[FFmpeg-devel] lavf/movenc: Replace dts by pts to calculate duration

Submitted by manuelyuan on Nov. 7, 2019, 9:55 a.m.

Details

Message ID 6ece1746.ae22.16e454a2aee.Coremail.manuelyuan@163.com
State New
Headers show

Commit Message

manuelyuan Nov. 7, 2019, 9:55 a.m.
From: Mengyang Yuan <manuelyuan@163.com>

In this case, the input video is of dynamic frame rate and we don't want to
duplicate or drop frames, but the output video duration calculated by DTS is
incorrect, I solved it by using PTS.
There are many UGC videos with dynamic frame rates, which are represented by
PTS jumps. After transcoding with ffmpeg -vsync 0 or -vsync 2, the output
video duration becomes longer.By reading the code of x264/encoder/encoder.c,
I found that in order to predict the B frame, x264 needs to ensure that there
are enough reference frames when DTS = 0, so the DTS of these reference frames
will subtract the cache time. However, the cache time includes the part of PTS
jumps, which results in the abnormal small DTS.

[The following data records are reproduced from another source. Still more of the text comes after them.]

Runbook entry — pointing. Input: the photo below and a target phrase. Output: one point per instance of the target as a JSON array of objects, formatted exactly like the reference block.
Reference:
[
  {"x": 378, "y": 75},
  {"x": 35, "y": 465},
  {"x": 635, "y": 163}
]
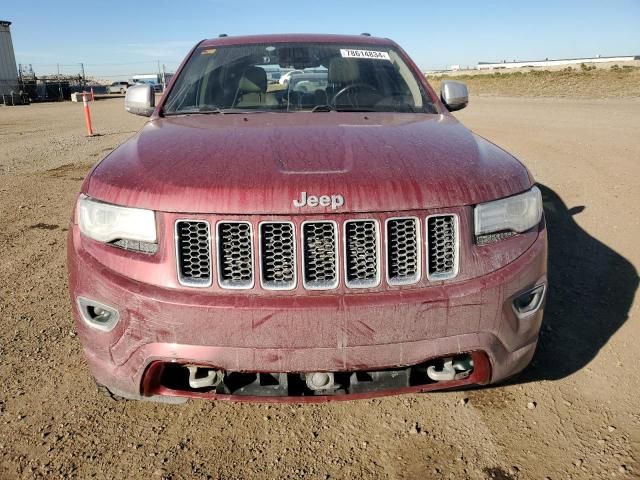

Signed-off-by: Mengyang Yuan <manuelyuan@163.com>
---
 libavformat/movenc.c  | 23 ++++++++++++++---------
 libavformat/movenc.h  |  2 ++
 tests/ref/fate/movenc | 20 ++++++++++----------
 tests/ref/lavf/mov    |  4 ++--
 tests/ref/lavf/mp4    |  4 ++--
 5 files changed, 30 insertions(+), 23 deletions(-)

Comments

Michael Niedermayer Nov. 7, 2019, 6:21 p.m.
On Thu, Nov 07, 2019 at 05:55:18PM +0800, manuelyuan wrote:
> From: Mengyang Yuan <manuelyuan@163.com>
> 
> In this case, the input video is of dynamic frame rate and we don't want to
> duplicate or drop frames, but the output video duration calculated by DTS is
> incorrect, I solved it by using PTS.
> There are many UGC videos with dynamic frame rates, which are represented by
> PTS jumps. After transcoding with ffmpeg -vsync 0 or -vsync 2, the output
> video duration becomes longer.By reading the code of x264/encoder/encoder.c,
> I found that in order to predict the B frame, x264 needs to ensure that there
> are enough reference frames when DTS = 0, so the DTS of these reference frames
> will subtract the cache time. However, the cache time includes the part of PTS
> jumps, which results in the abnormal small DTS.
> 
> Signed-off-by: Mengyang Yuan <manuelyuan@163.com>
> ---
>  libavformat/movenc.c  | 23 ++++++++++++++---------
>  libavformat/movenc.h  |  2 ++
>  tests/ref/fate/movenc | 20 ++++++++++----------
>  tests/ref/lavf/mov    |  4 ++--
>  tests/ref/lavf/mp4    |  4 ++--
>  5 files changed, 30 insertions(+), 23 deletions(-)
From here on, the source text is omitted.